Well, it’s finally here – this week, Yahoo and Microsoft finally opened up the transition process to move existing Yahoo Search Marketing accounts to Microsoft AdCenter management. If you have a Yahoo account, you probably had to click a button sometime this week indicating your intentions for the future of your account. A lot of you probably already have experience with Microsoft, but if you’re new to the platform there are three things you should be aware of before you complete your transition.
- Keyword Match Types – Yahoo has always been the odd man out when it comes to keyword match types. “Standard” and “Advanced” aren’t the industry standard, and could be a bit vague and confusing at times. Fortunately, Microsoft works with more familiar definitions of keyword match types. In AdCenter, you have exact match, phrase match, and broad match. Exact match means that your ads will show only when a user enters the exact keyword you’re bidding on. Phrase match means that your ad will show when a user enters the exact keyword you are bidding on, plus any additional words before or after that particular phrase. And broad match means that Microsoft will show ads on queries that it finds somewhat relevant to the keyword you’re bidding on. If you’ve worked in Google, you’re already familiar with these definitions. Yahoo match types kind of sucked anyway – good riddance!

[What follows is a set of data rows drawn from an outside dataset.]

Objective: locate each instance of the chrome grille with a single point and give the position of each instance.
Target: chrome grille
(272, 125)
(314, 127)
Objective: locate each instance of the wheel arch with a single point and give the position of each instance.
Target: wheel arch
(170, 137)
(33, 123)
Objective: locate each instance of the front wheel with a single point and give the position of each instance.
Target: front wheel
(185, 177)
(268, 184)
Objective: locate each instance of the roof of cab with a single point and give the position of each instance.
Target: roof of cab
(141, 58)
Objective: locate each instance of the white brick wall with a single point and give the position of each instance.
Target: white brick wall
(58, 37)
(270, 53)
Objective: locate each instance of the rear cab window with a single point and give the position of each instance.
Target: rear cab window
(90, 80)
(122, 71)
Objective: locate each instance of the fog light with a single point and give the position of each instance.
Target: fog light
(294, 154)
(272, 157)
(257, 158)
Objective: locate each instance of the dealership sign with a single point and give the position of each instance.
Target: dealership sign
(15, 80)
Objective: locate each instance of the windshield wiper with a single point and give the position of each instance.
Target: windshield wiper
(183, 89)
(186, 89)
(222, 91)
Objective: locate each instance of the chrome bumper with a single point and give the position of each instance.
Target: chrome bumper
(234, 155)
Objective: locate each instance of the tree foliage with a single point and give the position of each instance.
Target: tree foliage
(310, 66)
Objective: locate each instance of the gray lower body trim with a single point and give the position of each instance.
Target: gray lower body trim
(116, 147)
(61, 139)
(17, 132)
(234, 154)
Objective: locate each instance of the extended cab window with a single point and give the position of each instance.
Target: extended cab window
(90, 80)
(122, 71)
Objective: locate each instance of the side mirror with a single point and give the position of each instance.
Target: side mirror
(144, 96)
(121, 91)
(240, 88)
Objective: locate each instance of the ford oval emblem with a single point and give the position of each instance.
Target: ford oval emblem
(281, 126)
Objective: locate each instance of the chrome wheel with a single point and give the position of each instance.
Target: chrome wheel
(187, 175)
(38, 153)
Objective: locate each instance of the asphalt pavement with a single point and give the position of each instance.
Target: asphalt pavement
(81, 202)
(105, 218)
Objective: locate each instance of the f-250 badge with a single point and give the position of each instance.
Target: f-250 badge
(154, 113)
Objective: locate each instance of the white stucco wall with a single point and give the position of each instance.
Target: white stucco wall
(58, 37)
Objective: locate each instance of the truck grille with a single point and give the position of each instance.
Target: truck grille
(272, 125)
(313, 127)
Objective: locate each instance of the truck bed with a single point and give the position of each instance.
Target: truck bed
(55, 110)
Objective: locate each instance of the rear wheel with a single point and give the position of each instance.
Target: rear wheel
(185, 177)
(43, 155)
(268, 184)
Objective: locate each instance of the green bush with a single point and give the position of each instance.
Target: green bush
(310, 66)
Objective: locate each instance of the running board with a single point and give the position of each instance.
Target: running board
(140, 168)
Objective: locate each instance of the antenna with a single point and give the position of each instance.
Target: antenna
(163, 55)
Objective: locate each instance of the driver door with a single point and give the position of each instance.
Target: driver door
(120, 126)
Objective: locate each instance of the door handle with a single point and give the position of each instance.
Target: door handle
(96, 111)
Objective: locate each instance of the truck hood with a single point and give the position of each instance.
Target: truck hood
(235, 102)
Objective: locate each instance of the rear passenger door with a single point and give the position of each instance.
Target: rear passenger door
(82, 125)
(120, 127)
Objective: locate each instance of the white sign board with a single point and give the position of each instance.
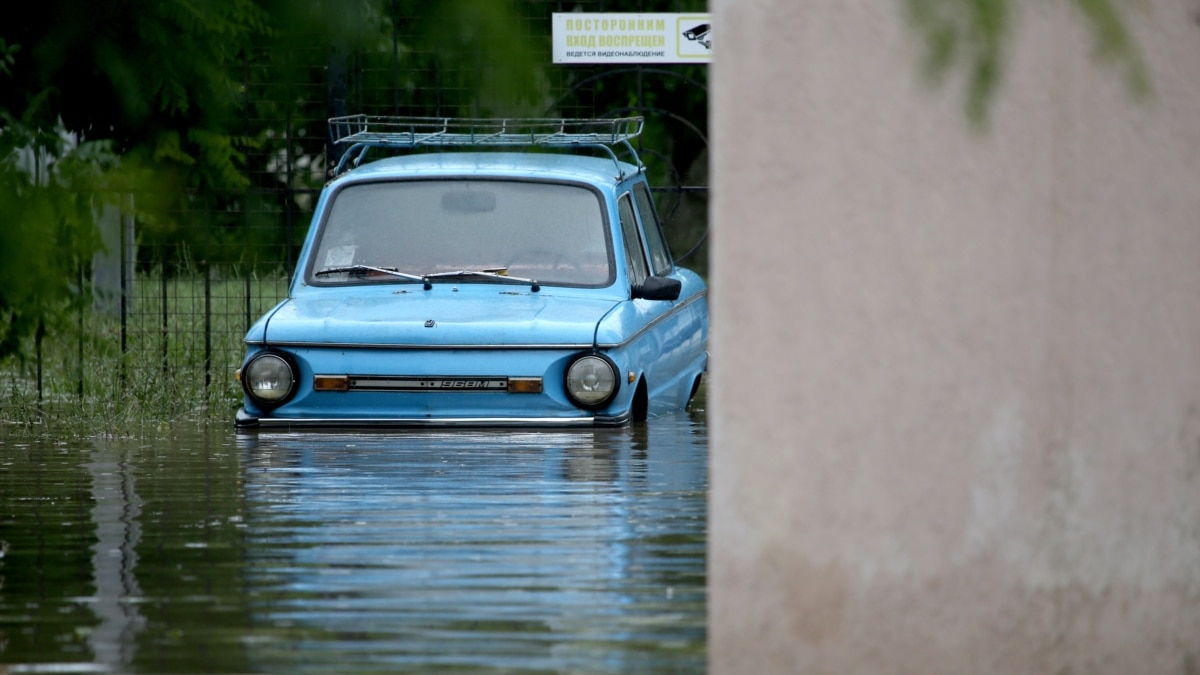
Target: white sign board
(623, 37)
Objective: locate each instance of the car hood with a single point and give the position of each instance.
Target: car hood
(473, 316)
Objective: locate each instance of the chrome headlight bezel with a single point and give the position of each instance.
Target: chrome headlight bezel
(591, 381)
(274, 368)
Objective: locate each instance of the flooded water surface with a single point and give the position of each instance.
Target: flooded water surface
(199, 550)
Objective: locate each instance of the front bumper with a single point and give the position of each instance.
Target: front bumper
(246, 422)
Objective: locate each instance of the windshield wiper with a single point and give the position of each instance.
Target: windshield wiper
(497, 274)
(361, 268)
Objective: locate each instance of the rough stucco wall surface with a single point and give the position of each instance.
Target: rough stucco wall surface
(955, 389)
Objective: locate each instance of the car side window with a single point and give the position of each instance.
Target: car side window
(660, 255)
(634, 252)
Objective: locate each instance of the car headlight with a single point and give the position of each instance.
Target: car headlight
(269, 378)
(591, 381)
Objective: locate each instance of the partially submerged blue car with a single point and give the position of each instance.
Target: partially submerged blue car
(498, 273)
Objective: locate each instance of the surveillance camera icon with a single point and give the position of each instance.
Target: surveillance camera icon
(701, 34)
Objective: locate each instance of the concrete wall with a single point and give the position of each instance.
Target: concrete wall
(955, 389)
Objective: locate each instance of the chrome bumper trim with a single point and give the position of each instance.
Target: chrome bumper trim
(246, 422)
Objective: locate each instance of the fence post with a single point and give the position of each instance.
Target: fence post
(166, 326)
(208, 327)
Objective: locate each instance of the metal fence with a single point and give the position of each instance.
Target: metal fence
(162, 338)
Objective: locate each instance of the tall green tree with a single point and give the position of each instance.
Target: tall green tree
(99, 99)
(973, 35)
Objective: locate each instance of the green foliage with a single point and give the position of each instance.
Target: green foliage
(99, 99)
(973, 34)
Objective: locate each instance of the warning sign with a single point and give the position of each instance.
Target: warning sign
(633, 39)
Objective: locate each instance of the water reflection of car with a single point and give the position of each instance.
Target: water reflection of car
(474, 287)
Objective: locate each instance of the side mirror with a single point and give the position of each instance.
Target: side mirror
(659, 288)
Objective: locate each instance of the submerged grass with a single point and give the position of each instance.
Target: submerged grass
(173, 360)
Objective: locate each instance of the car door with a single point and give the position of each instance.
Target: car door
(672, 340)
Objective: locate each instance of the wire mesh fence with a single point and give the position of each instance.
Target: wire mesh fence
(157, 334)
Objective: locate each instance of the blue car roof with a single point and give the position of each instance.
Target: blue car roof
(549, 166)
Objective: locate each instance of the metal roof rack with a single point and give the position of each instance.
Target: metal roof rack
(364, 132)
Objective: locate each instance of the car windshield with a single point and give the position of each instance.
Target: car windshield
(550, 232)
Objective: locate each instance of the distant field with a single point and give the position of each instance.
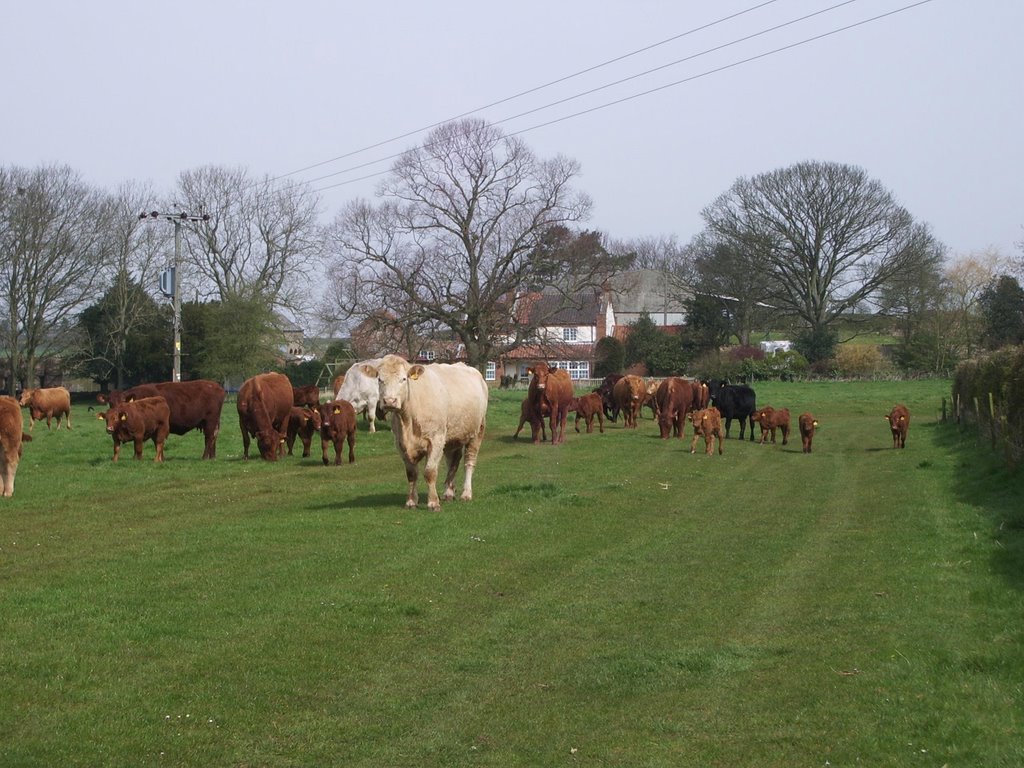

- No More “Assists” – Alright, this one I’m actually going to miss. Yahoo was the only major search player that regularly included “assists” in their search marketing stats. An assist is when a user clicks on an ad after searching on a keyword, leaves your site, then returns and converts under a different keyword. The last keyword gets the conversion attributed to it, but the first one gets the assist. Analyzing assists is useful because it lets you determine the value of certain keywords that may seem like they’re not doing too well. For example, you may get a lot of assists on a keyword like “barbecue grill reviews,” since a user is still in their research phrase and not ready to convert. Even though that keyword might not be converting, it is definitely generating business by building that initial awareness of your site. AdCenter does not have this reporting capability yet – hopefully they’ll be adding it in soon as they appropriate Yahoo’s search marketing technology.
- Change Your Conversion Tracking! – With all this excitement in the transition, you’re bound to forget something during the change. Don’t forget to change your conversion tracking snippets! If you’ve been using Yahoo conversion tracking to keep tabs on your metrics, the same system won’t work once you’re using AdCenter. AdCenter has a different tracking snippet that is just as easy to install. Just go to your HTML code on your conversion page, remove the Yahoo code, and paste in the Microsoft code. It’s an easy task to do, but just as easy to forget.
Even though the transition is starting now, Yahoo traffic won’t be fully directing to Bing for a while now. Microsoft/Yahoo is gradually sending a small percentage of traffic to Bing, and then ramping up the percentage as time goes on. This gives you plenty of time to read up on Microsoft AdCenter if you’re not already familiar. But don’t put it off – this stuff is happening now, and you don’t want to be left clueless when the time comes.